Roughgarden's perspective was, I can only imagine, shaped by her own transgendered experience. She, and many people in the LGBT community have had to put up with lifetimes of half-baked arguments about their own gender identity or sexuality being 'unnatural.'

But pointing to the diversity of behaviors in the animal world can only take a cause so far.
Certainly there are many animals, including our bonobo cousins, in which homosexual and bisexual intercourse runs perfectly natural riot. And these examples certainly demolish the simplistic claim that homosexuality and bisexuality are completely unnatural.

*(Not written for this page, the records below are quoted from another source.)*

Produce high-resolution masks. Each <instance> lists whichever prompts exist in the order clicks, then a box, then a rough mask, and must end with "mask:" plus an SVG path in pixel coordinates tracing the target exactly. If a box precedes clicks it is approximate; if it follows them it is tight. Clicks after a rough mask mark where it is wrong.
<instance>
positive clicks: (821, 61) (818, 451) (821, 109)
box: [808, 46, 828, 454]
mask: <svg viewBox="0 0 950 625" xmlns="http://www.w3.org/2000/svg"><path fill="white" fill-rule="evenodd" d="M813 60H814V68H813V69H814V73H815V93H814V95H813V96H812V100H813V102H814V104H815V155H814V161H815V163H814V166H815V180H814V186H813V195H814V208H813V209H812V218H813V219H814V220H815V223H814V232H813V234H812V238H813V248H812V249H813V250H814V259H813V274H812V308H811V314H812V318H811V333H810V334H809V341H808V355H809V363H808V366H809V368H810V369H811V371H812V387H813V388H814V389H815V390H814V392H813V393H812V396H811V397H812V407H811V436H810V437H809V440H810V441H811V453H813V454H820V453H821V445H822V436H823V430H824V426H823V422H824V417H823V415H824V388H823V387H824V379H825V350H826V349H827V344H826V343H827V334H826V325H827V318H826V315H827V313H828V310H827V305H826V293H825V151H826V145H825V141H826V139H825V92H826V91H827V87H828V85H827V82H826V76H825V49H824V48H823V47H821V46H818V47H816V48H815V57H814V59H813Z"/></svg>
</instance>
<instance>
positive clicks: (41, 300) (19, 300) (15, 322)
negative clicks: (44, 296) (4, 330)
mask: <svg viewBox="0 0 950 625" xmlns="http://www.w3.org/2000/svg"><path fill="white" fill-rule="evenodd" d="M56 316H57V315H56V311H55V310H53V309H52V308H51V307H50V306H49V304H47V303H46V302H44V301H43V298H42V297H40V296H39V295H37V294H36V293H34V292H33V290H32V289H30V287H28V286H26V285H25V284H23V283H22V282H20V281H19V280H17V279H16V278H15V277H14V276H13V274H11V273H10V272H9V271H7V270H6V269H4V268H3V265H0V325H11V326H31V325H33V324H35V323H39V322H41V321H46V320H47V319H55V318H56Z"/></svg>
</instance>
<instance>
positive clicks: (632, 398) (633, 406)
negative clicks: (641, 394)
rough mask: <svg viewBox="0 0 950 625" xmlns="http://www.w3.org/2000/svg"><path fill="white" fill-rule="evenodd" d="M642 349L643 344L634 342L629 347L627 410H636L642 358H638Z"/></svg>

But one thing evolutionary biologists learn time and again is not to extrapolate narrowly from the way things are to the way they ought to be. The case for tolerance of diversity in sexuality, gender and other aspects of our lives should not depend on whether animals do similar things.

For example, it might be just as easy for homophobes to make an adaptive argument that their homophobia is every bit as natural as the homosexuality they so despise in others (and possibly in themselves).

The other side of the dolphin story illustrates my point. Dolphin bulls behave like gang rapists, harassing solitary females until, exhausted, the female copulates with one or all of the males.

Perhaps the similarities with the most repellent coalitional behavior among men are merely superficial. Perhaps they run deeper than that. That makes a fascinating question to be researched. Sensitively. But no matter what the findings, what dolphin males do in Shark Bay doesn't make that kind of behavior any more acceptable in men.

We can come to understand ourselves and our human motives by observing animals and by studying the evolution of our own species. But the fact that something happens in nature doesn't make it right.

Knowing that some dolphins, penguins and flamingos copulate with members of the same-sex can be a useful fact to turn back on those who decry homosexuality as a crime against nature.

But we also owe one another the dignity of recognizing same-sex human love, lust, jealousy and other emotions on their own, uniquely human terms.